Sara recalls some of the difficulty she experienced at home, “My mother is Catholic, she is a Catholic Church activist, and so she has strong notions about lesbianism, seeing it as a sin and as something that is not right. In Guatemala, Indigenous and Mayan communities have been quite colonized by religion. My mother talked to priests, to people from her religious community and the only thing they said was that she just had to stay close to me - I think they suggested to her that “it” would pass. I left home and for a while kept some distance from my family. It hurt to leave my home because I am the youngest of 8 brothers and sisters, extremely spoilt and protected, and breaking up with the family was quite hard for me. But then I began to rebuild the relationship with them, one by one. Now we all get along very well; I even went back to live with my mother and sisters for some years and everything was fine.”
Strong feminist influence
Sara explains how being involved in women’s movements helped her in her personal process, “I honestly faced no difficulties in going through my personal process of being a lesbian. After I left school I went straight to a feminist organization, Agrupación de Mujeres Tierra Viva. There I learned about the theoretical side of feminism, about women's and feminist movements, sexual and reproductive rights. I got involved in the women's movement, met lesbians, was in touch with many women, was informed and as a result my internal process was not so hard. I think if I had lived in a community instead of in the city, the beginning would have been much harder for me because repression and social control are much stronger at the community level. Not only would I have been more repressed, but my family would also have been judged.
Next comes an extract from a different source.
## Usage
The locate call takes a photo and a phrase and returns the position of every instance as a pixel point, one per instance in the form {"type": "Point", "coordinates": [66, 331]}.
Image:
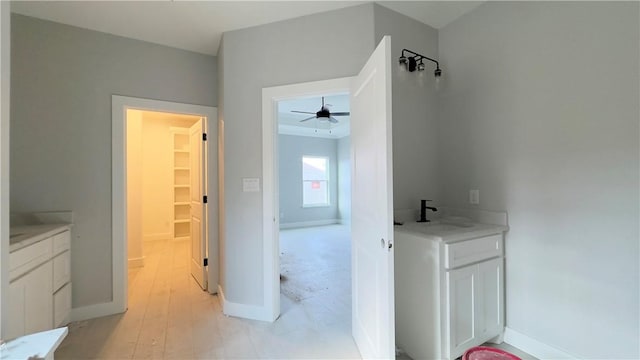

Woman, Mayan, urban lesbian
Sara explains that even though she was well known and loved in her community she still experienced some discrimination on her spiritual journey, “I think it has been a bit hard for my Mayan women's collective, they are pretty homophobic and lesbophobic. They are particularly afraid that their daughters may go through these experiences, but they respect and love me a lot.”
However, when Sara was looking for to embark on a spiritual process guided by the Mayan worldview she did experience a lot of rejection. One of the Guides told her, " ‘Look, if you want to be a Daughter of Corn, a Mayan Daughter, you can't be involved in those things’. That was very hard for me; in fact I took some distance from the community because of how my partner and I were being rejected. I had difficulties in going through my Mayan spiritual growth process and being a lesbian at the same time, because even I was split, even I thought I could not be both.”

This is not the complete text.